Postby Gengulphus » March 10th, 2017, 6:26 pm

psychodom wrote:The digital root (also repeated digital sum) of a non-negative integer is the (single digit) value obtained by an iterative process of summing digits, on each iteration using the result from the previous iteration to compute a digit sum. The process continues until a single-digit number is reached.

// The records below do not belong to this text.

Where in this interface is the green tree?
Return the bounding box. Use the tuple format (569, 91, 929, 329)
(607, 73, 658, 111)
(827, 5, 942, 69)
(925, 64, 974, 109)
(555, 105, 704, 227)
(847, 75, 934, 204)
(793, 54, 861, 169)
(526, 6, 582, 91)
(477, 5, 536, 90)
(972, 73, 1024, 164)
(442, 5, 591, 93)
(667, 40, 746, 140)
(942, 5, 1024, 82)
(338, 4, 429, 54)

properties of digital roots
dr(a+b) = dr(dr(a) + dr(b))
dr(a*b) = dr(dr(a) * dr(b))

Just to add some further detail: the digital root is just the remainder of the number when divided by 9, except that when the number is divisible by 9, the digital root is 9 rather than 0 (except of course when the original number is 0). This follows mainly from the fact that each of 1, 10, 100, 1000, etc, has remainder 1 when divided by 9, which implies that any non-negative number and the sum of its digits have the same remainder when divided by 9 (because it implies for instance that 123 = 100+20+3 and 1+2+3 have the same remainder when divided by 9). The argument needs to be completed by observing that the digits sum of any multi-digit number is smaller than the original number, so that the process of repeatedly summing the digits cannot terminate with more than a single-digit number, and that 0 is only the digits sum of 0 itself.

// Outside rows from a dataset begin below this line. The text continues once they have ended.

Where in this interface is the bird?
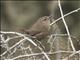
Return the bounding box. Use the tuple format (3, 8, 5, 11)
(22, 16, 52, 40)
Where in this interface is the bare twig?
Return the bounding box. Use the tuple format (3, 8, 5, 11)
(58, 0, 76, 51)
(0, 31, 50, 60)
(62, 50, 80, 60)
(0, 31, 37, 56)
(11, 50, 74, 60)
(50, 8, 80, 26)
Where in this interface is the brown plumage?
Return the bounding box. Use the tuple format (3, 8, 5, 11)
(23, 16, 51, 40)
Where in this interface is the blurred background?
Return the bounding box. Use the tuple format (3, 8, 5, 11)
(0, 0, 80, 60)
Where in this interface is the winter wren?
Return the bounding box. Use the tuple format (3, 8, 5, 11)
(23, 16, 51, 40)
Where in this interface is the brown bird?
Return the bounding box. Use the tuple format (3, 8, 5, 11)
(22, 16, 51, 40)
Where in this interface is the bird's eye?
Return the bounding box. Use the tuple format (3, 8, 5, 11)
(43, 19, 46, 21)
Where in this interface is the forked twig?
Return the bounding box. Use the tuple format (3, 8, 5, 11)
(50, 8, 80, 26)
(58, 0, 76, 51)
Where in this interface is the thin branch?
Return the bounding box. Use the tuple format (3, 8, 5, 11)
(42, 52, 50, 60)
(50, 8, 80, 26)
(0, 38, 28, 57)
(5, 36, 22, 43)
(58, 0, 76, 51)
(0, 31, 37, 56)
(11, 51, 74, 60)
(0, 31, 37, 46)
(62, 50, 80, 60)
(38, 46, 50, 60)
(0, 31, 50, 60)
(0, 34, 5, 43)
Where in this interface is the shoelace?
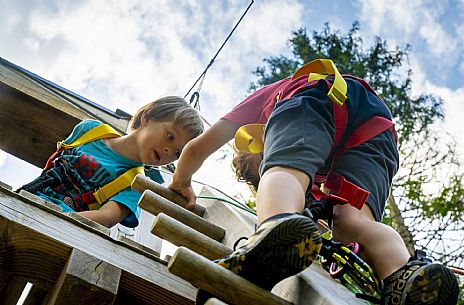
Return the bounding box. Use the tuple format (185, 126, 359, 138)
(233, 236, 249, 251)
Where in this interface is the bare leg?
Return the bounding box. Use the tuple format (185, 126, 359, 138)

The remainder when divided by any other number N has corresponding properties if one writes the numbers in base N+1. Using N=99 and base 100, for instance, that means e.g. that 1234567890, 12+34+56+78+90 = 270 and 2+70 = 72 have the same remainder when divided by 99. They therefore have the same remainder when divided by 11, so the remainder of 1234567890 when divided by 11 is the same as that of 72, which is 6. With a bit more mathematical work along the same lines, that leads to the divisibility-by-11 test, that the sum of the even digits differs from the sum of the odd digits by a multiple of 11 - e.g. for 12345657890, the sum of the odd digits is 1+3+5+7+9 = 25 and the sum of the even digits is 2+4+6+8+0 = 20, which differ by 5, a non-multiple of 11, and so 1234567890 is not divisible by 11. (The test is sometimes wrongly presented as the sum of the odd digits being the same as the sum of the even digits, by the way - which works for enough of the low multiples of 11 that people tend to believe it: it first goes wrong for 209 = 11*19.)